If there is one constant in board meetings it has to be decision-making. Every agenda will include some matters that call for the board members to say yea or nay. Decisions require a chair to exercise the greatest skill in order to fulfill his role well and enable the board to accomplish its responsibility effectively and efficiently. Getting to yes — or no — involves recognition of different kinds of decisions, strategic prayer, discernment of decision risks and implications, specific decision-making competency, and ability to facilitate ‘fierce conversations’.
1. Different kinds of decisions. Not all decisions are equal! Some might feel routine, i.e. approval of the consent agenda for each meeting or a decision about the schedule of the board’s meetings. Others, while not routine, are viewed as straightforward because the issue is clear, there is a high degree of compatibility with the congregation’s values, and the recommendation fits well within the vision and strategic plan of the church. Such decisions might include approval to increase missions-giving in the next budget by 10% or agreement about vacation policy for staff. And then there are those decisions that are exhausting because the issues are so weighty, the risks great, and perspectives among the board members are significantly varied. Biblical guidance may be ambiguous, traditions are being challenged, and trust is being pressed.
A chair can help the board by identifying the nature of the decisions which the board must address. Some will be strategic decisions, others will involved policies to guide employees, and others will be financial or facility-based. The “theological” decisions and those that relate to specific people (whether employees or matters of member discipline) usually generate considerable angst. As well, clarity about the pathway to a decision can be extremely helpful.

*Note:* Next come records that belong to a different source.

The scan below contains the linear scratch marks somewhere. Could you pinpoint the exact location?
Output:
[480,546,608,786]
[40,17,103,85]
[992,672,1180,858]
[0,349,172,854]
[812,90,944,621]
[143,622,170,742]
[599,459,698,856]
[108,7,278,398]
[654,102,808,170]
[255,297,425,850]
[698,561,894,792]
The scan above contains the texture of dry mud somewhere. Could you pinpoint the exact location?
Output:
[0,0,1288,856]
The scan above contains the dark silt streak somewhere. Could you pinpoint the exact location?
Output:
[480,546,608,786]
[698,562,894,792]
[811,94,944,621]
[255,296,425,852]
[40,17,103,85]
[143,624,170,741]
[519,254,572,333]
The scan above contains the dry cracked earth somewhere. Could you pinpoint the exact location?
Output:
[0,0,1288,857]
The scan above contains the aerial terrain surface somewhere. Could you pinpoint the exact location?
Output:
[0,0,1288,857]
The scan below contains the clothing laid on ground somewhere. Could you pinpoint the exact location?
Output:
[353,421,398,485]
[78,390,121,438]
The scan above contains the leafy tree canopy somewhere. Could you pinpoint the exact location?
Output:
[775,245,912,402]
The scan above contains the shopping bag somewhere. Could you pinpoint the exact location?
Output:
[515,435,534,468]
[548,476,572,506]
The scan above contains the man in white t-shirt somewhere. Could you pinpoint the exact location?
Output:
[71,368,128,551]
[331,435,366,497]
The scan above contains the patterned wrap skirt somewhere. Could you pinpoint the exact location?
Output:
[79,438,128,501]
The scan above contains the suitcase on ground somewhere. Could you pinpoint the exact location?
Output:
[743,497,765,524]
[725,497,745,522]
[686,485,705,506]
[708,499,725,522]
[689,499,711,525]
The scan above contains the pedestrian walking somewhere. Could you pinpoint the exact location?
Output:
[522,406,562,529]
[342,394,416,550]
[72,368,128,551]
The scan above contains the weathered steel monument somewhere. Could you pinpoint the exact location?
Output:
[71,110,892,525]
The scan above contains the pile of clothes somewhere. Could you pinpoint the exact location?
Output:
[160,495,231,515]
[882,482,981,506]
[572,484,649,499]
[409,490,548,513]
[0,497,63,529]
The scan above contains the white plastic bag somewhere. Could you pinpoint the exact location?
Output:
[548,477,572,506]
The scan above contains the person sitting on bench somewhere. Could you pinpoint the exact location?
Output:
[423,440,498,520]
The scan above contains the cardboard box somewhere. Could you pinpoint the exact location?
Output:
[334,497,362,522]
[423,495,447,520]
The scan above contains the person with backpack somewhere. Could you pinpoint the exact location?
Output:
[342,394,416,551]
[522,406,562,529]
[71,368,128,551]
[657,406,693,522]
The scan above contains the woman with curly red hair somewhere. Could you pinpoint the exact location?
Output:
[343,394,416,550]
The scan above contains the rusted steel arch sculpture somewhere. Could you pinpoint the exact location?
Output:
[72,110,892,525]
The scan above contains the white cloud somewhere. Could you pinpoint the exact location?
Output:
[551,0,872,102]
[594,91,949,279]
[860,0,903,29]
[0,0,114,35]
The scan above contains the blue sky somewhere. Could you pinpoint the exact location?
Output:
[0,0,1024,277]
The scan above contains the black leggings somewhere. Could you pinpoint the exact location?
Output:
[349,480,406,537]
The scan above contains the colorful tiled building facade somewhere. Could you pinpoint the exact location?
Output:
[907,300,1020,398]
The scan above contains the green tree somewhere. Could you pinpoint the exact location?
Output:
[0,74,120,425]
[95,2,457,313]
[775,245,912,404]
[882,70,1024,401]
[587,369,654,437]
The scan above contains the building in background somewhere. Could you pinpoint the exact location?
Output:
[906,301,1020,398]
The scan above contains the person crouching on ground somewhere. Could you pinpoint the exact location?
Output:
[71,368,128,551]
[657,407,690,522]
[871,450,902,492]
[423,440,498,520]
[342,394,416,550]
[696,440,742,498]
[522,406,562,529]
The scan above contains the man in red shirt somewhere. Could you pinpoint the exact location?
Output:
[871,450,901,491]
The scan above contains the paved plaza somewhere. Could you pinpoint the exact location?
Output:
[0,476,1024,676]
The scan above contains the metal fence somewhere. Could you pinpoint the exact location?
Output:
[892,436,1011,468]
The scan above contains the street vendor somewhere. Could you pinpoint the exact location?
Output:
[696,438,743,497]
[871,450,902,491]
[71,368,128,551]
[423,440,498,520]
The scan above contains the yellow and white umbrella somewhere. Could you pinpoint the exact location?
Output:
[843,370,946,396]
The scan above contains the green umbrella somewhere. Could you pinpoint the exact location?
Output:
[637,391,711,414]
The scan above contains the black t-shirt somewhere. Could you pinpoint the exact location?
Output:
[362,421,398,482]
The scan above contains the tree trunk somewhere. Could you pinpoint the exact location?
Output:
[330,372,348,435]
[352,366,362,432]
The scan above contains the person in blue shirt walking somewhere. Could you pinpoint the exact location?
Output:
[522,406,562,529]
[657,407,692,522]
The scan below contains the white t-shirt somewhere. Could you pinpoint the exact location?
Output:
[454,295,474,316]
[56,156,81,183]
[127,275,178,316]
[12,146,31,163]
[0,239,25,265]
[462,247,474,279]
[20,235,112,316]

Who needs to speak into this decision? What information will be required and is it present? What is the time frame? Can the board make this decision or will it require congregational vote? Is this an administrative matter that the employees should be making? So as chair, if you know an item on the agenda will be particularly challenging, then talk it over with the lead pastor and discern together what the best process should be and share that with the board. It might be important for the board to vote formally on the process so that later a board member cannot complain that the process was faulty. It is always difficult in the emotional moments of debate to sort out process. In the structure of the agenda put the most important decisions early in the meeting, when people are fresh and there is adequate time to interact. If an immediate decision is not required, then introduce the matter for discussion at one meeting, but signal that a decision will be required at the following meeting.
2. Strategic prayer. All the work of a church board is spiritual work and one way that you as chair can reinforce this perspective is by inviting the board members to pray together or individually at specific times in a discussion. Perhaps as the board begins the discussion of this item, you can remind them of one or two examples in the Bible where God’s people, faced with tough choices, prayed, sought God’s help, and this was provided. Or, if the debate has become vigorous and robust, declare a five minute recess and invite the board members to take individual prayer walks, asking God’s Spirit for calmness, wisdom, courage, and discernment. Once a decision has been taken, perhaps take some time in the board meeting to ask God’s help in its implementation or for grace and wisdom in communicating it to some in the congregation who may disagree with the direction.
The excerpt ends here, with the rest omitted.